Americans love an uphill battle. “Don’t give up the fight” is our mantra. But the refusal to accept physical limitations, when applied to infertility, can have disturbing consequences.

They acknowledge the great achievements medical science has made, and the joy that the newly-formed families must feel. But they also point out that even if we have the capacity to achieve pregnancy and deliver children artificially, over three-quarters of the attempted cycles fail, and “behind those failed cycles are millions of women and men who have engaged in a debilitating, Sisyphus-like battle with themselves and their infertility, involving daily injections, drugs, hormones, countless blood tests and other procedures.”

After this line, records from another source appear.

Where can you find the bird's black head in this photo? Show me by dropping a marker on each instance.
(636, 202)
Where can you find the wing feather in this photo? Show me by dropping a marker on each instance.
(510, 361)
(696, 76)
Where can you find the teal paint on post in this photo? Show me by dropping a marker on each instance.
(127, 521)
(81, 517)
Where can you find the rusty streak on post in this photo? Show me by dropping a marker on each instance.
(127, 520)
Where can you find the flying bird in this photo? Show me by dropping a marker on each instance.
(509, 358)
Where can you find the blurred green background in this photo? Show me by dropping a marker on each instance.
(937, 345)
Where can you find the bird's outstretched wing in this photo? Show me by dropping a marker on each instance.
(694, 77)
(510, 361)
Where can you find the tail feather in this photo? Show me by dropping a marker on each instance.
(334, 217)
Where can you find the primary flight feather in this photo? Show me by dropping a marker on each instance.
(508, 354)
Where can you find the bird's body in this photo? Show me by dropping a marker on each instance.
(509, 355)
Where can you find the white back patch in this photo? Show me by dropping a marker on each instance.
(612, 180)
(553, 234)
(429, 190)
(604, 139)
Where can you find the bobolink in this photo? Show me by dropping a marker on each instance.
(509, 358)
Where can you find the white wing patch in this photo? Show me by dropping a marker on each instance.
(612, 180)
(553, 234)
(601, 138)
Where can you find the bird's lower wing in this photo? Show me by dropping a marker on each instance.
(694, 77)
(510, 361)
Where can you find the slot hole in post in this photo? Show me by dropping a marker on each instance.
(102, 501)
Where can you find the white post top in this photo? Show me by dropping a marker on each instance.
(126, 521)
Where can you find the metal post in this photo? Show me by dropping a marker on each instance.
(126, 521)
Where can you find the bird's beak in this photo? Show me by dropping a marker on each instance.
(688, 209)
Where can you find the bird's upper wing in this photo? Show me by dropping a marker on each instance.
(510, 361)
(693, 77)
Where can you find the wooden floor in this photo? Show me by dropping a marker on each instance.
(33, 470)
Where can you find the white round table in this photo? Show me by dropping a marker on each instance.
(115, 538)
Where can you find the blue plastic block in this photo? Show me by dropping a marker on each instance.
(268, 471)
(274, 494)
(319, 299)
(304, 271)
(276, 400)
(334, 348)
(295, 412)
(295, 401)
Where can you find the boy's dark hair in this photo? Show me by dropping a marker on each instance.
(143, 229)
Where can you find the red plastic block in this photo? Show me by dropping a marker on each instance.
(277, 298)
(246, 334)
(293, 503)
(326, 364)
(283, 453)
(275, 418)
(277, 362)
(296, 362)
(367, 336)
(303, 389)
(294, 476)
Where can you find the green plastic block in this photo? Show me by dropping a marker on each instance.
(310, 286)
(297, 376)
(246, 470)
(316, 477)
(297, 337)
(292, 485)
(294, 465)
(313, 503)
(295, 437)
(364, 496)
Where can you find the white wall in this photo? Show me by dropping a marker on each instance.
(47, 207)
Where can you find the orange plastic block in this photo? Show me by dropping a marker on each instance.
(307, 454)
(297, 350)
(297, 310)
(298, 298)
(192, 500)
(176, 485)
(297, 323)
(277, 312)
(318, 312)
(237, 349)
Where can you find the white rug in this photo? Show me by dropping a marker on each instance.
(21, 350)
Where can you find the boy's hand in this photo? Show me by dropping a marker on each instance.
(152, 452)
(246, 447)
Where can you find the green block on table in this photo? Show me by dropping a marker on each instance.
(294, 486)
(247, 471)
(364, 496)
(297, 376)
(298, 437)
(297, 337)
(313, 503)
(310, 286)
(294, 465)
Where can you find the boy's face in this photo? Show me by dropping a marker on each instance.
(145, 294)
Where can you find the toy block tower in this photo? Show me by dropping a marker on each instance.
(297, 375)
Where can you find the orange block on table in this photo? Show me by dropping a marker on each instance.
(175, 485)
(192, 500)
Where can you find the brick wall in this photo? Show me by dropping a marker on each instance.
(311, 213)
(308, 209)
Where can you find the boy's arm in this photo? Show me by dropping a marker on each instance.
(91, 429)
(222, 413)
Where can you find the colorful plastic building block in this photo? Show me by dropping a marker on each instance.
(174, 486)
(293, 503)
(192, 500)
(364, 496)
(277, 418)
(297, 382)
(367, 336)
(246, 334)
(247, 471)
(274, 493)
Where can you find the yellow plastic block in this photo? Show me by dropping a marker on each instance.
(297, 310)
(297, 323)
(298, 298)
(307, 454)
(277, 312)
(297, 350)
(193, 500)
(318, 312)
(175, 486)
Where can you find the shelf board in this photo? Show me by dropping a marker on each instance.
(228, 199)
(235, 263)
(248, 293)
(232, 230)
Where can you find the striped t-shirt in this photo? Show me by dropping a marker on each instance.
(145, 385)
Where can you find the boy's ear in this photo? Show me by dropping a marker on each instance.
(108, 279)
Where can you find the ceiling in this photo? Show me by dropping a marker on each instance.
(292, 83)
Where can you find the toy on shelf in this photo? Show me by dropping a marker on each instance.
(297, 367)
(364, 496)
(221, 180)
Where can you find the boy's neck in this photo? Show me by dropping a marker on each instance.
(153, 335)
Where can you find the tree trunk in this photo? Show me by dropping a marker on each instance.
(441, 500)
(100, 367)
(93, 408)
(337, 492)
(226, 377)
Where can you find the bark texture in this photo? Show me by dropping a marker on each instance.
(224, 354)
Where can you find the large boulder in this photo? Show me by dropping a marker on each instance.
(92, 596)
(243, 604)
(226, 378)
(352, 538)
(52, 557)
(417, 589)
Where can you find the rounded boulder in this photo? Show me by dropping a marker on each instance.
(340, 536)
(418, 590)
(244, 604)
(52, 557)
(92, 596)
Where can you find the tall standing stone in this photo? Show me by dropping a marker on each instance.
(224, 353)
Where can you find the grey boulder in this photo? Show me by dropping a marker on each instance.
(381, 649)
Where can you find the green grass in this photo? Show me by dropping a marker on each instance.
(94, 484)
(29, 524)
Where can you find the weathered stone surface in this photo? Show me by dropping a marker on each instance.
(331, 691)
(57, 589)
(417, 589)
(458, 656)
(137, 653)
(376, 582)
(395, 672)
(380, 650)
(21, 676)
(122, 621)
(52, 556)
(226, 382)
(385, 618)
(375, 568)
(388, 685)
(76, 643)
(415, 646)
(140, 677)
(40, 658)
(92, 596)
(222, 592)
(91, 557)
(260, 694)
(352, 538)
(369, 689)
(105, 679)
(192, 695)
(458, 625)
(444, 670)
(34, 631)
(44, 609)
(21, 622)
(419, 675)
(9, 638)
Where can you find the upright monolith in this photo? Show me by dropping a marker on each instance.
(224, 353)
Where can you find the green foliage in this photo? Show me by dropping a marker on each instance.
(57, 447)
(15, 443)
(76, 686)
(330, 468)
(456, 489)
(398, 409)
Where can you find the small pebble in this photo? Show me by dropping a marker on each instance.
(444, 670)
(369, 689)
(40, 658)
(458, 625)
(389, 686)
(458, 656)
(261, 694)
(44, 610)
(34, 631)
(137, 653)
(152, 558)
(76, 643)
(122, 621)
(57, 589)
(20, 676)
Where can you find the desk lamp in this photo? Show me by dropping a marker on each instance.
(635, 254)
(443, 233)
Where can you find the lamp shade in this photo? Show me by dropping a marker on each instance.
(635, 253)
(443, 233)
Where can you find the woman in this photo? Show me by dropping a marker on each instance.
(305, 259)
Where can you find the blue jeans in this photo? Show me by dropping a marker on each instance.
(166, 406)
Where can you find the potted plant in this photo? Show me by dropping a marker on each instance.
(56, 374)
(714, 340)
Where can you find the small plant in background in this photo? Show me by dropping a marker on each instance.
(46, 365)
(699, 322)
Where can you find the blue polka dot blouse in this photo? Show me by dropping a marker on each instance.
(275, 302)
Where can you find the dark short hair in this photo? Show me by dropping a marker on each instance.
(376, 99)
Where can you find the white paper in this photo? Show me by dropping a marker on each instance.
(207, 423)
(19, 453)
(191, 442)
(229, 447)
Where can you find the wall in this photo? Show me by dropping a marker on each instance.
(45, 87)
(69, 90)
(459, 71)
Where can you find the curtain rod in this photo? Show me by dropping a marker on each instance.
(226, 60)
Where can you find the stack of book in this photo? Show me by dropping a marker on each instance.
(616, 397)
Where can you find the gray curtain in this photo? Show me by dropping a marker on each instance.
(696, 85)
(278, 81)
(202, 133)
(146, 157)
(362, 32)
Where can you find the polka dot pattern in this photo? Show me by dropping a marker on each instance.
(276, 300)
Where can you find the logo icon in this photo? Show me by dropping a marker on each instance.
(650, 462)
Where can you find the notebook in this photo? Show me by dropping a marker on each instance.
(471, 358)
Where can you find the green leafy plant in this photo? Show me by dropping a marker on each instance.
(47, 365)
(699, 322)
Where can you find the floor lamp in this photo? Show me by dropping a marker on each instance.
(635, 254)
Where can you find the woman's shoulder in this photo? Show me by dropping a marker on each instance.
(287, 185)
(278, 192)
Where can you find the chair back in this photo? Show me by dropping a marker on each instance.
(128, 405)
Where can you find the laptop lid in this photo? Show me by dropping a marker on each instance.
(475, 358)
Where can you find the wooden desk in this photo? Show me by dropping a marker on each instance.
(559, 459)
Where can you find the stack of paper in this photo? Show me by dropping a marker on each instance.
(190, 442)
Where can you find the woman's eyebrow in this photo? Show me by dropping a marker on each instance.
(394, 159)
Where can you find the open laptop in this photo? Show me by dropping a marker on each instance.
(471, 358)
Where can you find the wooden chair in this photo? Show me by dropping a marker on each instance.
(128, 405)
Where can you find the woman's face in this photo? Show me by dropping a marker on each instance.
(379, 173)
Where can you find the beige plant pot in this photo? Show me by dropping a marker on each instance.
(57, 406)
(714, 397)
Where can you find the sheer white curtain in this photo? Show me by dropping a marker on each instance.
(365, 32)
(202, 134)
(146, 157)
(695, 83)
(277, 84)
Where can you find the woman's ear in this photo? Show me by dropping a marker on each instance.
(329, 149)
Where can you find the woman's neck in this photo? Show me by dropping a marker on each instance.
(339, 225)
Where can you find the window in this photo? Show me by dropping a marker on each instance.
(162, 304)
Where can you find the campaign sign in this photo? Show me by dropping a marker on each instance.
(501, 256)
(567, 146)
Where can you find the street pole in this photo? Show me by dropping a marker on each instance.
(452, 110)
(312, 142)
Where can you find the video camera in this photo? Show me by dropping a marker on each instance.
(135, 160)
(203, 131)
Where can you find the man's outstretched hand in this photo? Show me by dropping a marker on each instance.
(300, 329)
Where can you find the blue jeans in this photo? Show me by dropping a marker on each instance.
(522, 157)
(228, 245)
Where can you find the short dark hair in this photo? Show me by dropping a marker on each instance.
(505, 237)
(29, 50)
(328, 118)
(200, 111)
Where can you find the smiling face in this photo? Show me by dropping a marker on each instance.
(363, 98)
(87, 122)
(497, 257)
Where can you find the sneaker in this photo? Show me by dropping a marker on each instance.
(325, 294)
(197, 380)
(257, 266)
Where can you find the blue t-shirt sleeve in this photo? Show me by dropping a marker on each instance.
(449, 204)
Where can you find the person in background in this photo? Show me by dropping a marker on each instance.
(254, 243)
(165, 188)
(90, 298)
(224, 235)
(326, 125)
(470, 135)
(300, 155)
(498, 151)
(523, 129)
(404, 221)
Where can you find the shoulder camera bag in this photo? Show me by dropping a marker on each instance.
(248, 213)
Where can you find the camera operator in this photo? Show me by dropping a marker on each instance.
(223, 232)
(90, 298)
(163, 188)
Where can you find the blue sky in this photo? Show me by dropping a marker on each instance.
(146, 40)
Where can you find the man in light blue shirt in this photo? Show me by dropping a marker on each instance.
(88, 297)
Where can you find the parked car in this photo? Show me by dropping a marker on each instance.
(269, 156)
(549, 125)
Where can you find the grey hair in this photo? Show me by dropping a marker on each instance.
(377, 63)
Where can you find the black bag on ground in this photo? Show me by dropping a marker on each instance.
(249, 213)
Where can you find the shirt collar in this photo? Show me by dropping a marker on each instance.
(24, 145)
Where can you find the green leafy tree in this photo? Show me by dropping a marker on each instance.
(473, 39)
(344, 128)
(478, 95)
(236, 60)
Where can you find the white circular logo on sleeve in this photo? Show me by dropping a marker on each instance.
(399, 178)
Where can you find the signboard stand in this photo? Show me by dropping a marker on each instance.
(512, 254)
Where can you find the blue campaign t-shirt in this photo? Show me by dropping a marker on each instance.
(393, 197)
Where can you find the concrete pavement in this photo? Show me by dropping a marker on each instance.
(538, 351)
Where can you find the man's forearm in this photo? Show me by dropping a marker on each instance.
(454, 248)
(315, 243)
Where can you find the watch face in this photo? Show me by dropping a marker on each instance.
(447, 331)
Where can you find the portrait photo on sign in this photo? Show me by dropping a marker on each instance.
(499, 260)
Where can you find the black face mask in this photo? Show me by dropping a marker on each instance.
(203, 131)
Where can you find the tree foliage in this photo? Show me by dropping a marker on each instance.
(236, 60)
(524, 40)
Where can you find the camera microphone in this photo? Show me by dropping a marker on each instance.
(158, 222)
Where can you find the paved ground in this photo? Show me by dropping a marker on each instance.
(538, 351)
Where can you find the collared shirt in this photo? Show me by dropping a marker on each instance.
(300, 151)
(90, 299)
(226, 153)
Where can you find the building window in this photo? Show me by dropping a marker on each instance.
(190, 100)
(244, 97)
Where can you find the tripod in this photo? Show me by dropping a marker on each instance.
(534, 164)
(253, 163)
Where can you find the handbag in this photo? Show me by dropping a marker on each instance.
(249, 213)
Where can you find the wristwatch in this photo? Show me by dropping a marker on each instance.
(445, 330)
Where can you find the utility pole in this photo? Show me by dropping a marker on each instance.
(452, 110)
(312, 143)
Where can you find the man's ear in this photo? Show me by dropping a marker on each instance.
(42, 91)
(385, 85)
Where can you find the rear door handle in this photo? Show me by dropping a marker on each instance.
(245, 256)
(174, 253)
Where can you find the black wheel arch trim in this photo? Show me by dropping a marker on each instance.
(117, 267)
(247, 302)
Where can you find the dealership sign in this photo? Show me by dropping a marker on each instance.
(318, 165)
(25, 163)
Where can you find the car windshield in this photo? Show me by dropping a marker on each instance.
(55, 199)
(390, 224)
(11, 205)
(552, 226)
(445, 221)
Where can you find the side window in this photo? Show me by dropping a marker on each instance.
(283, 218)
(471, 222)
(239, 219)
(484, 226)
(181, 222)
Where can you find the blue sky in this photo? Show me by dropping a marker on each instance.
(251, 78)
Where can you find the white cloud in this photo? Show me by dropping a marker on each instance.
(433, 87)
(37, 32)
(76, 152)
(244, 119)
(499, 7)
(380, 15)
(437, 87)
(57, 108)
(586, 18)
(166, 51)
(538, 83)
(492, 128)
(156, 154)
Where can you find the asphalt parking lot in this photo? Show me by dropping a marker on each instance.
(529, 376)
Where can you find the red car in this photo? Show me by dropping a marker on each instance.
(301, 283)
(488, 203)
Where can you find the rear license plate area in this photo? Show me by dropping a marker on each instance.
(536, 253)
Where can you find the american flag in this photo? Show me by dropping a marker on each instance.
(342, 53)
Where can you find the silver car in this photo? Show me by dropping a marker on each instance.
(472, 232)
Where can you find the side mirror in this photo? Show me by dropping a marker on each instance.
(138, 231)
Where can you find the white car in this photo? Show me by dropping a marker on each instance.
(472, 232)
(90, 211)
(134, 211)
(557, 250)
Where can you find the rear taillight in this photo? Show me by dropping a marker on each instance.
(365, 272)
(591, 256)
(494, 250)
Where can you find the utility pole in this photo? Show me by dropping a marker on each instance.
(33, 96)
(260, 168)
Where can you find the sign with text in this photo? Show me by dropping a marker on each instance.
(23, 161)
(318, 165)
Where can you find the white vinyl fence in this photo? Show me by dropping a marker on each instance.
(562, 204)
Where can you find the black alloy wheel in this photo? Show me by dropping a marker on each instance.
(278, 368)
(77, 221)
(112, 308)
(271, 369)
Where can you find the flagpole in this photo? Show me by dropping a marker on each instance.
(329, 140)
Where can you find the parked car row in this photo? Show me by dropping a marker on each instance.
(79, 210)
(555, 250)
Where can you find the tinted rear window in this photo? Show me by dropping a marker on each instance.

Reviewing a book on the industry, Cheryl Miller recounted:

For many couples, it is a costly process fraught with uncertainty and pain, often culminating in disappointment. Not that any of this dissuades fertility patients. As one doctor tells Mundy, fertility patients are more motivated than cancer patients. Indeed, sometimes the only thing scarier than the medical procedures Mundy describes is the fierce determination of the patients themselves to have a child, no matter the cost.

Zoll and Tsigdinos themselves describe how

Even among the patient-led infertility community, the prevailing belief is that those who walk away from treatments without a baby are simply not strong enough to run the gantlet of artificial conception. Those who quit are, in a word, weak.

As a result, both of us pursued increasingly invasive and often experimental interventions, many of whose long-term health risks are still largely unknown.

Now we know better. Ending our treatments was one of the bravest decisions we ever made, and we did it to preserve what little remained of our shattered selves, our strained relationships and our depleted bank accounts. No longer under the spell of the industry’s seductive powers, we study its marketing tactics with eagle eyes, and understand how, like McDonald’s, the fertility industry works to keep people coming back for more.

As for the now-$4 billion industry that is ART, “what they’re selling is packaged in hope and sold to customers who are at their wits’ end, desperate and vulnerable. Once inside the surreal world of reproductive medicine, there is no obvious off-ramp; you keep at it as long as your bank account, health insurance or sanity holds out.”

Zoll and Tsigdinos are the furthest thing from ideological opponents of in vitro fertilization or other ARTs, but they have learned from their own painful experience that the multi-billion dollar industry that has sprung up around the painfully powerful desire to bear children can blur the divide between doctors practicing medicine and industry professionals making sales. They acknowledge the successes and celebrate them, but explain that

we rarely hear from the other side, former patients who, in refusing to give up, endured addictive, debilitating and traumatizing cycles. Those contemplating treatments have a right to know about the health risks, ethical concerns, broken marriages and, for many, deep depression often associated with failed treatments.

When we have a profession like medicine that we hold to standards and values preceding and precluding pure profit-maximization, “It is time to rein in the hype and take a more realistic look at the taboos and myths surrounding infertility and science’s ability to “cure” it.”